There is also a methodological note worth flagging: the use of what the authors describe as "naturalistic conditions" rather than an intravenous infusion protocol. This contrasts with the Imperial College approach (Timmermann and colleagues) and carries its own trade-offs — less pharmacokinetic control, arguably greater ecological validity.
Note on access
The full text is not yet openly available to us. When it is, ARDMT will return with a proper methods analysis — the dose-response curves, the specific time-series associations, and whatever the authors themselves flag as limitations deserve rather more than abstract-level treatment.
Also worth a glance
Morales-García, Calleja-Conde and colleagues report on DMT's therapeutic properties in a preclinical Parkinson's model, now published in Experimental Neurology (PMID: 42128256).

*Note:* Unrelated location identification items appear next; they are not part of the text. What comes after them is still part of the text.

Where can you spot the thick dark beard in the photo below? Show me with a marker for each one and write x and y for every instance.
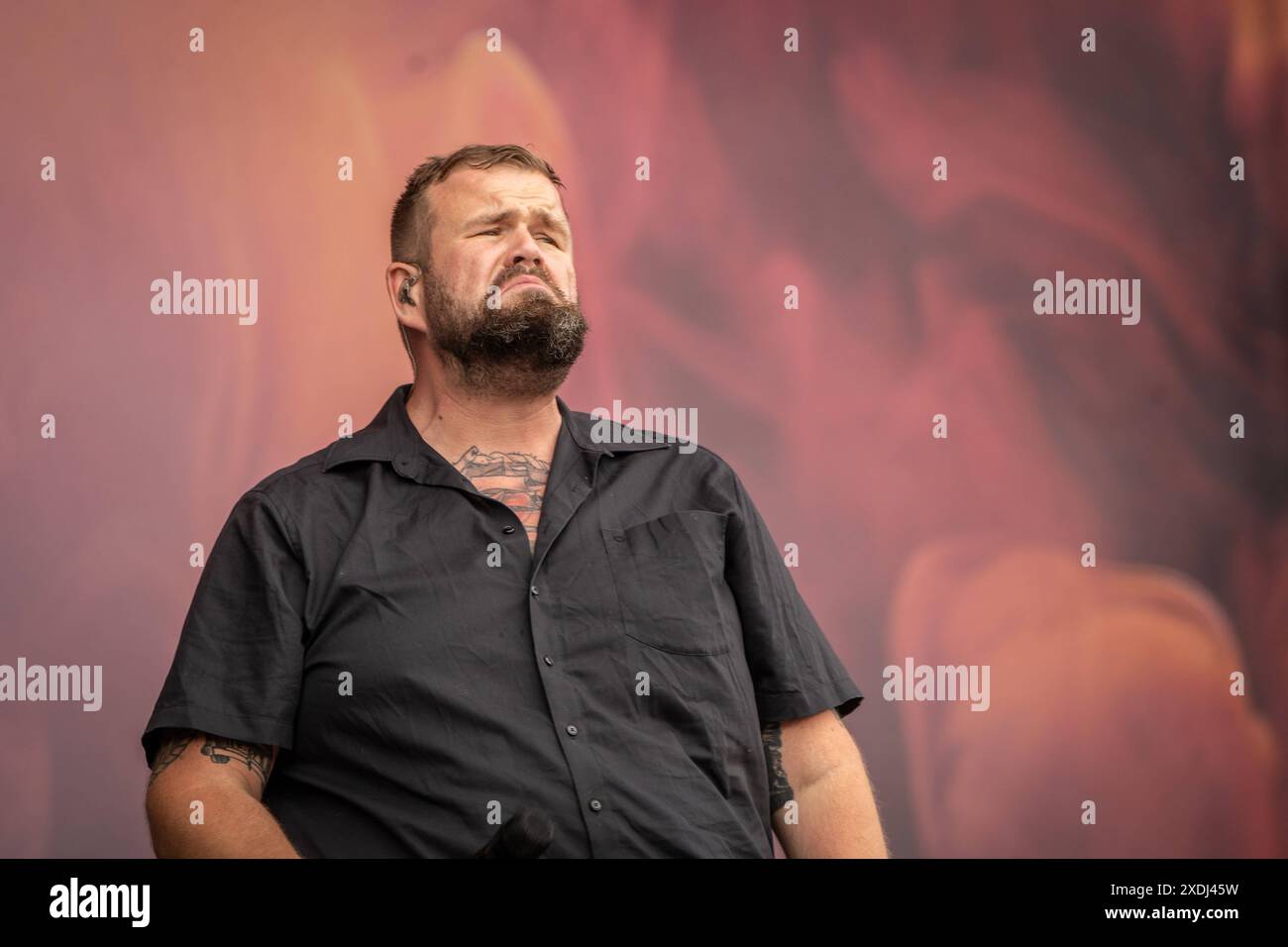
(523, 350)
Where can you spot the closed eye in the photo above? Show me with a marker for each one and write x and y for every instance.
(542, 236)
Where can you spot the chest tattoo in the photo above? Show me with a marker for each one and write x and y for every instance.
(515, 479)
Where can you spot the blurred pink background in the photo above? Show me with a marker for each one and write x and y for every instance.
(768, 167)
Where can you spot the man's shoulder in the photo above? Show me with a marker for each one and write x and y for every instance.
(288, 484)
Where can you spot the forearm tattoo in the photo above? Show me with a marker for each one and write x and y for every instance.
(170, 750)
(780, 789)
(258, 758)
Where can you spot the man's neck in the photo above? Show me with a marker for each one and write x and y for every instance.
(455, 424)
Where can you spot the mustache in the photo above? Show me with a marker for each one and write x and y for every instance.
(535, 272)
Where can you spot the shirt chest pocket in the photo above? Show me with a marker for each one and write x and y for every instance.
(666, 573)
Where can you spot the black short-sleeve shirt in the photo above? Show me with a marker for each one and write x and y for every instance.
(426, 673)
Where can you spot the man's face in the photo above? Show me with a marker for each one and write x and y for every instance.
(501, 292)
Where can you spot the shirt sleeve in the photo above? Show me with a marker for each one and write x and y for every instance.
(237, 668)
(794, 669)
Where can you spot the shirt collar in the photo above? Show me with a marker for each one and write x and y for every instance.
(390, 436)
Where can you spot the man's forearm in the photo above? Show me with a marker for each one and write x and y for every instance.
(233, 825)
(835, 817)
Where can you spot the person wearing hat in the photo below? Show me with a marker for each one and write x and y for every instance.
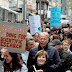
(66, 58)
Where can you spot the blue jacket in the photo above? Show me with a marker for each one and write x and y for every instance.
(53, 60)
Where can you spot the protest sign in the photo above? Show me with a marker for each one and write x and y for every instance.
(55, 17)
(13, 36)
(35, 24)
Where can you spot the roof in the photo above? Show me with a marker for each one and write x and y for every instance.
(8, 9)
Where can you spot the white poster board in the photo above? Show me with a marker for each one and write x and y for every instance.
(35, 24)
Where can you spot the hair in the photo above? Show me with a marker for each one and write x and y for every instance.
(41, 52)
(45, 33)
(15, 62)
(65, 41)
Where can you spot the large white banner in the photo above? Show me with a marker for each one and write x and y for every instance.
(35, 24)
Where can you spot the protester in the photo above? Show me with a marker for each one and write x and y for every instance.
(66, 58)
(12, 62)
(54, 59)
(66, 45)
(41, 58)
(29, 44)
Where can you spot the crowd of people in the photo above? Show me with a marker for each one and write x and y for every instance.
(48, 51)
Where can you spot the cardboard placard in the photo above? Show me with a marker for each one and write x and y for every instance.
(55, 17)
(13, 36)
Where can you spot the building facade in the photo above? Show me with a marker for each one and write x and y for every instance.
(42, 7)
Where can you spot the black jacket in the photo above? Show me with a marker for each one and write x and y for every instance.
(53, 60)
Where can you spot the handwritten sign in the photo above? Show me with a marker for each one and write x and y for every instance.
(55, 17)
(13, 36)
(35, 24)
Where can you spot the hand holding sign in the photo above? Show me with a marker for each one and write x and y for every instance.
(3, 50)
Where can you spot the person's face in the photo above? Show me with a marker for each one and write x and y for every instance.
(8, 57)
(30, 45)
(65, 46)
(43, 40)
(41, 60)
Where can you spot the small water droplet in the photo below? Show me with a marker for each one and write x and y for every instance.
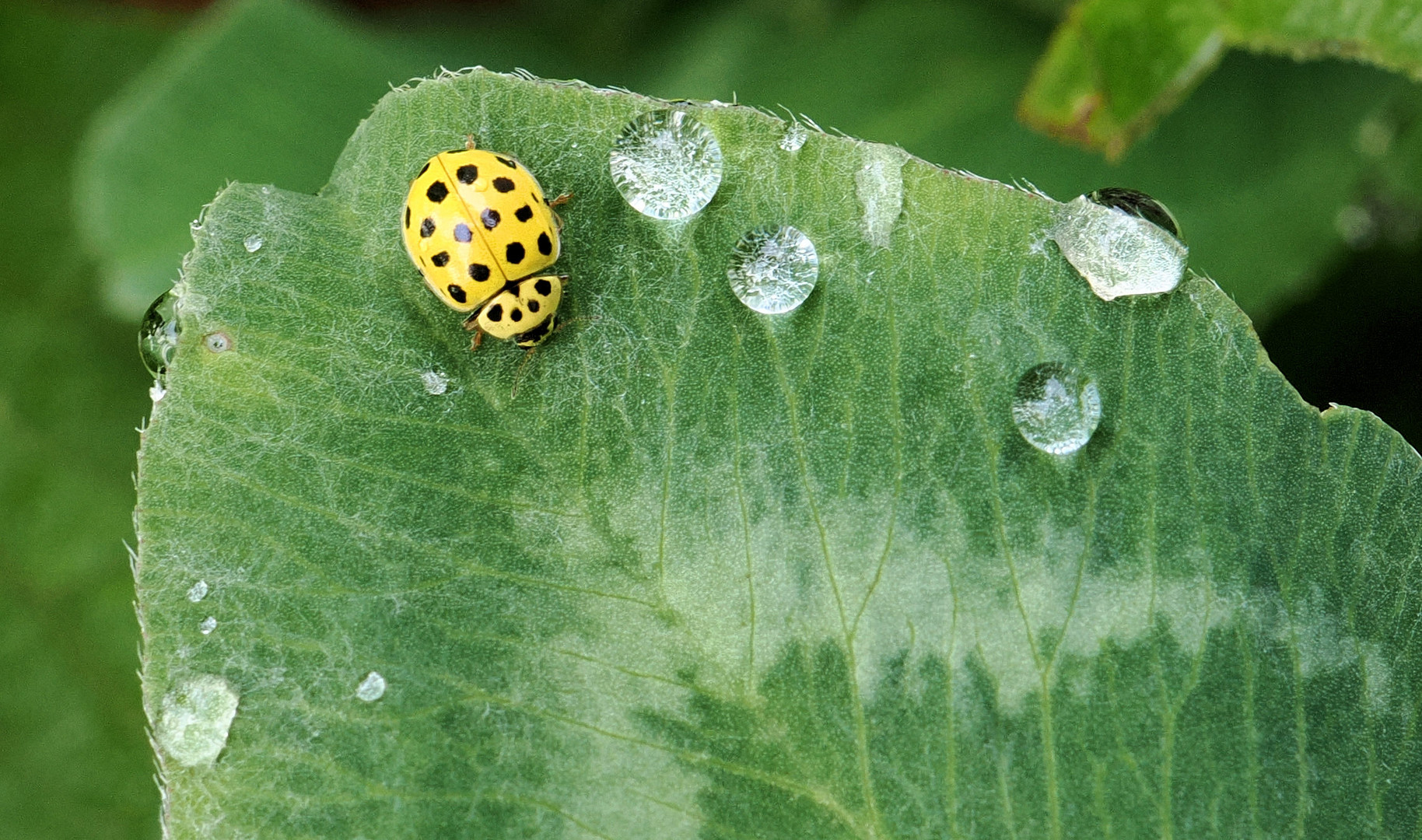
(666, 164)
(436, 383)
(1056, 408)
(1355, 225)
(795, 137)
(372, 688)
(774, 271)
(158, 334)
(194, 719)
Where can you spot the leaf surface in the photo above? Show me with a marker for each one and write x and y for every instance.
(711, 573)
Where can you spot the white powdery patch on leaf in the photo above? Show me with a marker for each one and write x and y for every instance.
(879, 185)
(1118, 254)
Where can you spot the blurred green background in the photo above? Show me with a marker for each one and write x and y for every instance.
(1298, 188)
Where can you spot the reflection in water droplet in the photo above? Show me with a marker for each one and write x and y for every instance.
(372, 688)
(795, 137)
(666, 164)
(774, 271)
(1056, 408)
(158, 334)
(1118, 252)
(436, 383)
(194, 719)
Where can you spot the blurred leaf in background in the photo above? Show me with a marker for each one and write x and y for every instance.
(74, 761)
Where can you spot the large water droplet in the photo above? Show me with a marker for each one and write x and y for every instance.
(372, 688)
(774, 271)
(1118, 250)
(158, 334)
(1056, 408)
(666, 164)
(194, 719)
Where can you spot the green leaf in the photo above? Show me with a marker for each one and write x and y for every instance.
(74, 762)
(1116, 65)
(261, 91)
(711, 573)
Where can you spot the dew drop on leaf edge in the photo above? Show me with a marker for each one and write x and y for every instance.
(194, 719)
(372, 688)
(774, 269)
(158, 334)
(1056, 408)
(666, 164)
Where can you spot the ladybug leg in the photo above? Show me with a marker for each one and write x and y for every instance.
(472, 324)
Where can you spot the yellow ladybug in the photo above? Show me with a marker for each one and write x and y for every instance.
(478, 228)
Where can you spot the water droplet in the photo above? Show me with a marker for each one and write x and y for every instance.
(666, 164)
(158, 334)
(436, 383)
(795, 137)
(879, 184)
(1116, 250)
(194, 719)
(1056, 408)
(372, 688)
(774, 271)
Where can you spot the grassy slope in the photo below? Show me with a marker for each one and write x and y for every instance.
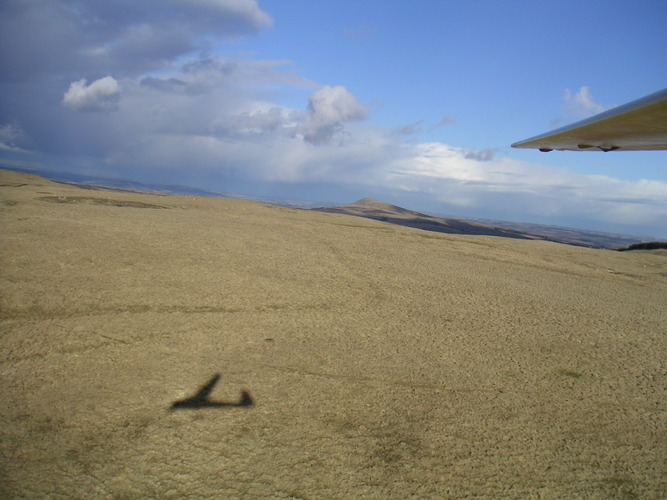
(384, 361)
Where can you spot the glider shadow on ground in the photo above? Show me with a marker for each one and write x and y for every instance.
(201, 399)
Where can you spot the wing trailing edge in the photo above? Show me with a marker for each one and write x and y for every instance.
(639, 125)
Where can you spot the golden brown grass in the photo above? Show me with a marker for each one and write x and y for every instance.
(383, 361)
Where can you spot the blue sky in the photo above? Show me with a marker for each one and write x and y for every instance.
(412, 102)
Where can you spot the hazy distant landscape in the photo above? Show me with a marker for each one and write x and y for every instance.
(374, 209)
(174, 346)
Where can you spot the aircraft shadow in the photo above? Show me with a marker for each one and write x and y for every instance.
(201, 399)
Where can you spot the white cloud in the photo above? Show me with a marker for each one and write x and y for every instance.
(186, 114)
(328, 109)
(101, 95)
(580, 104)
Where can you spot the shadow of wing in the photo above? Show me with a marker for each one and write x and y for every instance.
(206, 389)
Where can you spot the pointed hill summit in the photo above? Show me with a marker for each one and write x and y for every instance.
(373, 209)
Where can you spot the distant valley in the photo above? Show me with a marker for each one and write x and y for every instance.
(377, 210)
(373, 209)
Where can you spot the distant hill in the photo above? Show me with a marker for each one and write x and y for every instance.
(377, 210)
(385, 212)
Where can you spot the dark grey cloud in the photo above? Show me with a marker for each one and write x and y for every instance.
(119, 37)
(100, 95)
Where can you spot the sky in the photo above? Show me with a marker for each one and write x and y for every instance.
(411, 102)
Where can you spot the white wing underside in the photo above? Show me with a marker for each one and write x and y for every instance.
(640, 125)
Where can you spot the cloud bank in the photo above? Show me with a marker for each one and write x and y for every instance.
(140, 90)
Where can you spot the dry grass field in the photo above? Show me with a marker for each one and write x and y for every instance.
(382, 361)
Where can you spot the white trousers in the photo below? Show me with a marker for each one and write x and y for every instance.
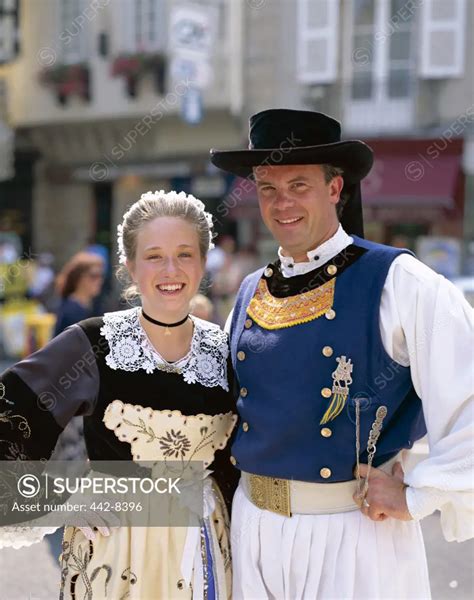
(344, 556)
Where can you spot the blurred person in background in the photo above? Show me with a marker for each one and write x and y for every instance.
(78, 284)
(42, 282)
(202, 307)
(226, 276)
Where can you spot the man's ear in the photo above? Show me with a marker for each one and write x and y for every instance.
(335, 188)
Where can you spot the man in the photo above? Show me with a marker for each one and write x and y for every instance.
(346, 352)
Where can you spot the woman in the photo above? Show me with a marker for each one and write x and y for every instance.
(78, 284)
(156, 358)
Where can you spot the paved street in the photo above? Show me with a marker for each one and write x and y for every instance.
(33, 574)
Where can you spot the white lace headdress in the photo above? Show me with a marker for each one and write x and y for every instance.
(162, 195)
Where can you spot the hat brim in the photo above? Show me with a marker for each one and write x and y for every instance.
(353, 156)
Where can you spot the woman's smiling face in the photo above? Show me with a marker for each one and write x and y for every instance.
(168, 267)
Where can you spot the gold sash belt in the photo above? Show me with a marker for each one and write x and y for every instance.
(287, 496)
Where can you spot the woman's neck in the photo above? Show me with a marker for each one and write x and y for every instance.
(172, 343)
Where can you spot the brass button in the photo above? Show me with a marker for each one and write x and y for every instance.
(268, 272)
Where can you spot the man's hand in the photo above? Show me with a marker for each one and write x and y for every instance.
(386, 495)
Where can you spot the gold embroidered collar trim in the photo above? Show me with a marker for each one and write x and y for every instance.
(276, 313)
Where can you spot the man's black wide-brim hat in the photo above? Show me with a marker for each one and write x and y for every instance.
(296, 137)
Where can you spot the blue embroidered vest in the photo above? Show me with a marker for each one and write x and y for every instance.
(285, 369)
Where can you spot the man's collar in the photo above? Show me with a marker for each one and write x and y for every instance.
(316, 257)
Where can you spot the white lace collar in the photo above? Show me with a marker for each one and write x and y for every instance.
(131, 350)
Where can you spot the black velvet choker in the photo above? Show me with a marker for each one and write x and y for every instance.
(155, 322)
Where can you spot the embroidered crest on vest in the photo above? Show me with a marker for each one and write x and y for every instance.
(276, 313)
(340, 389)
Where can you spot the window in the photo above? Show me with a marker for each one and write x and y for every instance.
(381, 90)
(318, 26)
(443, 26)
(143, 25)
(73, 30)
(8, 30)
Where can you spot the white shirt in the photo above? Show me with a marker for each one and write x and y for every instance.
(427, 324)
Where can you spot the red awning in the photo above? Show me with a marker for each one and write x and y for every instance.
(406, 174)
(412, 180)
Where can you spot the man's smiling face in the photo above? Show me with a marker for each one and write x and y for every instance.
(298, 206)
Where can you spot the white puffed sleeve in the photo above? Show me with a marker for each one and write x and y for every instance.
(427, 323)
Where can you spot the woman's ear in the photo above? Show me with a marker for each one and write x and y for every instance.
(131, 269)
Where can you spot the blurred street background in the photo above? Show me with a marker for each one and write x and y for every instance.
(102, 100)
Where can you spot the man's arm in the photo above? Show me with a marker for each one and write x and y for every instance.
(427, 323)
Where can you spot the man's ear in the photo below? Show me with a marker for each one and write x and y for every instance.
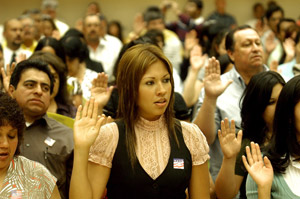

The Madrid group's sigma-1 receptor work has featured in these pages before; this appears to be a distinct publication, though the degree of methodological novelty over their earlier 6-OHDA findings will require inspection of the full text.
A machine-learning study (PMID: 42100741) applies image classification to herbarium specimens of Banisteriopsis caapi, attempting to recover indigenous folk taxonomy of ayahuasca vine varieties from leaf morphology alone. Tangential to pharmacology, but rather charming as an exercise in computational ethnobotany.
Marginalia
One wonders whether the field's attachment to Lempel–Ziv complexity owes something to the satisfying crispness of the narrative it supports: more disorder, more consciousness, full stop. The present findings suggest consciousness may be less obliging than the metric. Alpha power — that old, somewhat unfashionable workhorse of EEG research — quietly outperforming the newer, more theoretically glamorous measure is the sort of result that ought to give pause.